Here we develop a novel RGB-based colorimetric method to compute multiple quantitative measures of herbicide resistance for individual plants. Photographs taken at discrete time points and the rates of change over time were used to perform optimal feature selection using elastic-net to train a model for predicting individual plant mortality to herbicides. We highlight a potential application of the quantitative resistance estimates by generating predictions about resistance development under four herbicide rotation strategies.

2. Materials and Methods

2.1. Plant Materials and Herbicide Application

Ryegrass population samples were collected from two cropping areas located 369 km apart in Southeast Australia. The first population was sampled from different field crops (canola, wheat, and barley) on a single farm in Inverleigh, Victoria, while the second population was from a barley field in Urana, New South Wales.
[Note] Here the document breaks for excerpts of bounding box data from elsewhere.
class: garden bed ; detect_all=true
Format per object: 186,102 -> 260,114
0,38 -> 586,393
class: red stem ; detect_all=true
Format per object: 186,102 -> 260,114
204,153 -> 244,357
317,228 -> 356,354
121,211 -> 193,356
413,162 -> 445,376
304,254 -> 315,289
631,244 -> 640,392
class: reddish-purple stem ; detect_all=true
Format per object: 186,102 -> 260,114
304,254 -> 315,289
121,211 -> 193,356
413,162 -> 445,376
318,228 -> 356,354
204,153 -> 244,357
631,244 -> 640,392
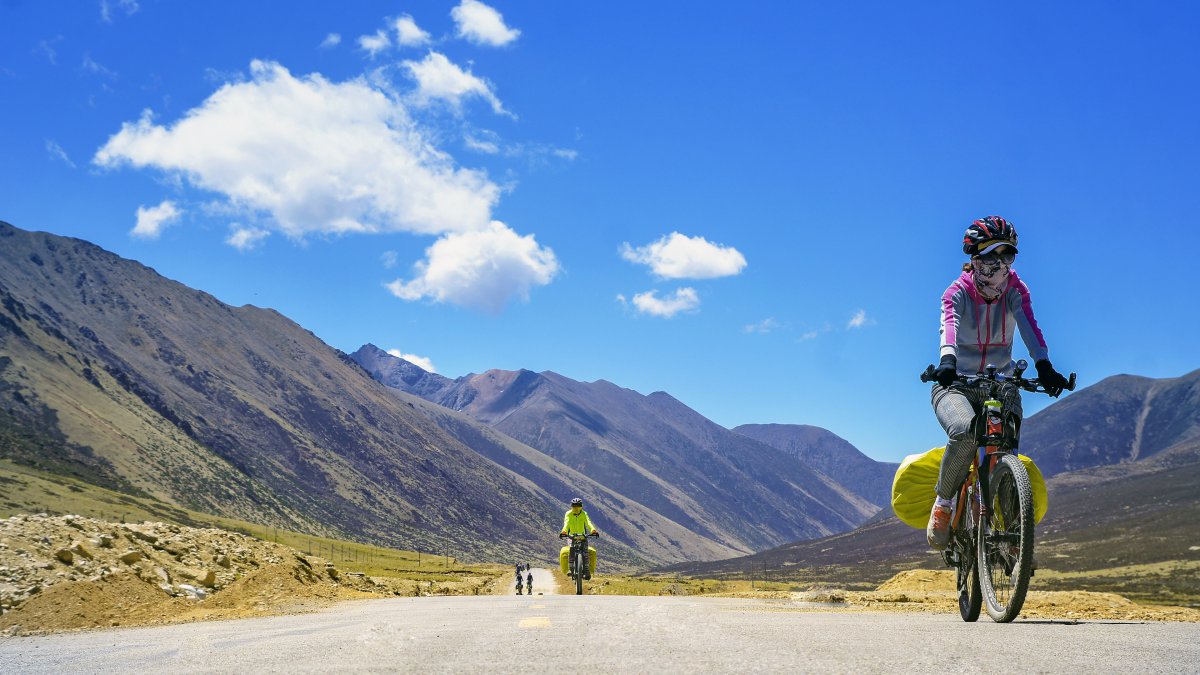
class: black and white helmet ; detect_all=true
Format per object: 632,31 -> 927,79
962,216 -> 1016,256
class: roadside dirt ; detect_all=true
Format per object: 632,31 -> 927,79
0,515 -> 494,634
0,515 -> 1200,635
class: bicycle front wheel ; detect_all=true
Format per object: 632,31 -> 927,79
977,455 -> 1033,623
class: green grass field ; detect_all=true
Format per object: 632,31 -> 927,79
0,460 -> 508,581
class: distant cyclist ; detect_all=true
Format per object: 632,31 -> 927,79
558,497 -> 600,579
925,216 -> 1067,550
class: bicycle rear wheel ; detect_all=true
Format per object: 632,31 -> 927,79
977,455 -> 1033,623
953,491 -> 983,622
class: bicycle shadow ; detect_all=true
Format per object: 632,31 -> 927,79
1013,619 -> 1148,626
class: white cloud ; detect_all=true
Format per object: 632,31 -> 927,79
846,310 -> 875,330
226,223 -> 271,253
634,287 -> 700,318
388,350 -> 438,372
742,317 -> 779,333
359,30 -> 391,59
462,136 -> 500,155
391,14 -> 430,47
100,0 -> 140,24
388,221 -> 559,312
620,232 -> 746,279
80,54 -> 116,79
130,199 -> 184,239
46,138 -> 76,168
403,52 -> 515,118
450,0 -> 521,47
92,61 -> 500,238
30,35 -> 62,66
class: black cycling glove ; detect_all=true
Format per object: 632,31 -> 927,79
1033,359 -> 1069,399
934,354 -> 959,387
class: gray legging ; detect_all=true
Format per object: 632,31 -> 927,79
932,383 -> 1021,500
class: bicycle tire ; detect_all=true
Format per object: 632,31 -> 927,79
955,514 -> 983,623
976,455 -> 1033,623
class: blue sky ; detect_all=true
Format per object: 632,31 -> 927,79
0,0 -> 1200,460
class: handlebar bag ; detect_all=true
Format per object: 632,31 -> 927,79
892,447 -> 1049,530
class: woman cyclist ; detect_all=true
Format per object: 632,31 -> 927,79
925,216 -> 1067,550
558,497 -> 600,579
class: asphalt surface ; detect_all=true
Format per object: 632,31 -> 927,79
0,596 -> 1200,674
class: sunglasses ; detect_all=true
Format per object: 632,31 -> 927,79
976,251 -> 1016,269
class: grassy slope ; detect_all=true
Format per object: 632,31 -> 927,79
0,460 -> 496,581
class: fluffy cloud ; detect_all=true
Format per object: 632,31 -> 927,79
403,52 -> 512,117
359,30 -> 391,59
46,138 -> 76,168
92,61 -> 500,238
388,350 -> 438,372
620,232 -> 746,279
391,14 -> 430,47
130,199 -> 184,239
846,310 -> 875,330
634,287 -> 700,318
100,0 -> 140,24
450,0 -> 521,47
388,221 -> 558,312
742,317 -> 779,333
226,223 -> 271,253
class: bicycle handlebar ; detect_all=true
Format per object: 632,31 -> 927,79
920,359 -> 1075,394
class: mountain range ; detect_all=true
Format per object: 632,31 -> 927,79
350,345 -> 878,551
7,222 -> 1200,578
660,370 -> 1200,604
0,223 -> 878,567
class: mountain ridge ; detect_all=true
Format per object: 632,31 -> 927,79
352,346 -> 877,550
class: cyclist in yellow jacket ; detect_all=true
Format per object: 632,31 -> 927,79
558,497 -> 600,579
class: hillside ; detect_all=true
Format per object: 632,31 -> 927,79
733,424 -> 900,508
659,374 -> 1200,605
0,223 -> 585,563
352,345 -> 877,551
1021,370 -> 1200,476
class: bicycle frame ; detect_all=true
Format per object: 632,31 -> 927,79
920,360 -> 1075,622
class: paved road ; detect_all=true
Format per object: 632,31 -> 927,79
0,596 -> 1200,674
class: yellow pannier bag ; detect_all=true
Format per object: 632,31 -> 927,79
892,448 -> 1049,530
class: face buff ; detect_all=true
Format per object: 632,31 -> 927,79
971,255 -> 1013,300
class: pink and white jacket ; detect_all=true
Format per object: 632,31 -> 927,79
940,270 -> 1049,375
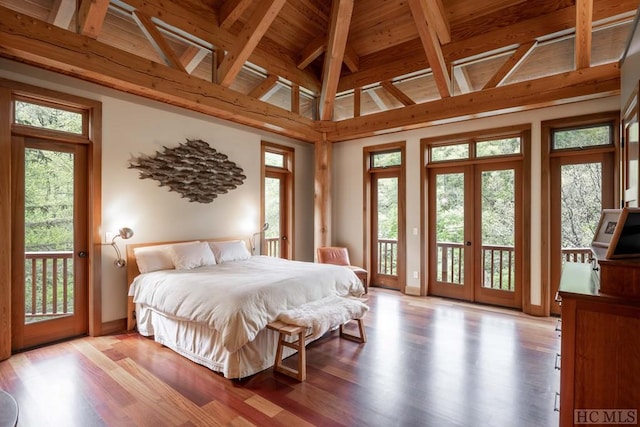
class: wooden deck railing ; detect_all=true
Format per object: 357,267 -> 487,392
378,239 -> 398,276
25,251 -> 74,322
436,242 -> 591,291
264,237 -> 280,258
562,248 -> 593,264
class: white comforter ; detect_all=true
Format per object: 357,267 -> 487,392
129,256 -> 364,352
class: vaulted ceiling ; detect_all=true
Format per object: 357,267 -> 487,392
0,0 -> 639,142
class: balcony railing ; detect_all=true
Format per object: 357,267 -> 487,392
436,242 -> 591,291
378,239 -> 398,276
264,237 -> 280,258
25,251 -> 74,323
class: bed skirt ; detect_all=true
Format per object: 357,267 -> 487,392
136,304 -> 302,378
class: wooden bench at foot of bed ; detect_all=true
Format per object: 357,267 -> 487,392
267,319 -> 367,381
267,297 -> 369,381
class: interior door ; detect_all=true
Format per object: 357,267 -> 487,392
12,136 -> 89,350
429,161 -> 523,308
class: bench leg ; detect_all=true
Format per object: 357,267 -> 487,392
340,319 -> 367,343
273,329 -> 307,381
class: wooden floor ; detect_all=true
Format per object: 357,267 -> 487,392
0,288 -> 560,427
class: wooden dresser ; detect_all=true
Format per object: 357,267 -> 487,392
558,258 -> 640,427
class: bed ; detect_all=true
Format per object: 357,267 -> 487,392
127,239 -> 364,378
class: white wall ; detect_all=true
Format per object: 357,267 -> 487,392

Seeds were stored at room temperature for six months to release dormancy and germinated in 0.8% agar at 15°C/25°C night/day temperatures with 12-hour photoperiod and 50% relative humidity. Each seedling was transferred to individual pots with soil media composed of 55% peat moss, 15% perlite, 5% vermiculite, and 25% sand (dry volume). For each population, approximately 500 plants were maintained. Thirty days after transplanting, each plant was cloned by separating four tillers, taking care to include roots or root primordia during transplanting. Fourteen days after cloning through tiller separation, each set of clones was exposed to one of the four herbicides (Table 1). Herbicides were applied at the recommended field rates for a total volume corresponding to 200Lha−1 to simulate field application.

Table 1

List of herbicides used to characterise herbicide resistance in two Lolium rigidum populations.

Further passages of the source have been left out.